Before running our obfuscater over this code, this assembly looks like so in Reflector:

Our code before obfuscation Our code before obfuscation

After running the obfuscater over the code, our assembly looks like:

Our code after obfuscation Our code after obfuscation

It worked and runs with exactly the same output! As you can see, we've made a good start to obfuscation, however I think we can do better. We'll look further into this in the next articles.

Source Code

The most up to date source for NCloak can be found at the NCloak project hosting page. The code found on the project page is likely to evolve regularly. Alternatively, you can get the complete source code specific to this blog here.

Conclusion

As you can see from this example: with the help of Mono.Cecil, writing an obfuscater is likely to be a cinch! While we've only really done a basic implementation of one, it didn't really take much code at all to put into place. In the coming weeks we'll extend on this, and take a look at:

  • Obfuscating public members
  • Making the code unreadable by .NET reflector
  • Breaking in to the obfuscated code (was it worth it?)
  • Tamper Proofing
  • Anything else I might think of :)

In the meantime - please subscribe to my post, and remember to vote for this article using the buttons below.

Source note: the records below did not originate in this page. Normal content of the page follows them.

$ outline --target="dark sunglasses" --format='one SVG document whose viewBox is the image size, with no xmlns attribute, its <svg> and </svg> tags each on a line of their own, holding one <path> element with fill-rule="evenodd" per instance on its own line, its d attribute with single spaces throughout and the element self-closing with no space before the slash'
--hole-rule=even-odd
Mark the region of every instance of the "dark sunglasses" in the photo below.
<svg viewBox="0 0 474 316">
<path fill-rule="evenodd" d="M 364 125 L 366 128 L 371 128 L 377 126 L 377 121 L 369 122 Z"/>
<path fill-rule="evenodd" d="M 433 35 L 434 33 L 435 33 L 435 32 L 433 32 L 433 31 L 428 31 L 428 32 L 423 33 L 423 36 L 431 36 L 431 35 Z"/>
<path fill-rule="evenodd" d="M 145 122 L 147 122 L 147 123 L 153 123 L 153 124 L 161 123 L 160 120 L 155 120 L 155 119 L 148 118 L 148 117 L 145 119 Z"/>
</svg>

Till next time...

kick it on DotNetKicks.com   Shout it

5 comments:

  1. Tyron said...

    Another great article Paul!
    Looking forward to the progress of NCloak!

  2. Thushan Fernando said...

    Great start to NClock Paul, another - although no source, is Babel Obfuscator which I'm using for some of the products we ship.

    http://code.google.com/p/babelobfuscator/

    But I'll be interested to see where NClock goes and will be keeping an eye on it :-)

    The way I see it, theres only so much you can really do, if your product is really in demand you will find someone somewhere reversing it and finding a way through your licensing code. But atleast with such tools you can semi protect your IP from simple reverse engineering.

  3. paulmason said...

    Thanks for your comments!

    You are exactly right Thushan; there will always be someone willing to put the time and effort to reverse engineer your product. The purpose of an obfuscater and other such tools can never really be to stop this from happening but more to act as a deterrent.

    Thanks for pointing out Babel Obfuscator also; it is good to be aware of all of the available options out there to make sure the right tool for the job is chosen.

  4. Anonymous said...

    Great article Paul!

    See my tutorial: How to recompile and change an ofuscated assembly (pdf document. Spanish language)

    The .pdf link: http://blogs.gamefilia.com/ollydbg/05-08-2009/25261/anexo-tutorial-13-recompilando-un-ensamblado-ofuscado

  5. Anonymous said...

    I found really strange thing while trying to optimize renaming in my aasembly. Using Mono.Cecil I can reanme all class members (fields, methods ...) with the same name. What do you thing about it?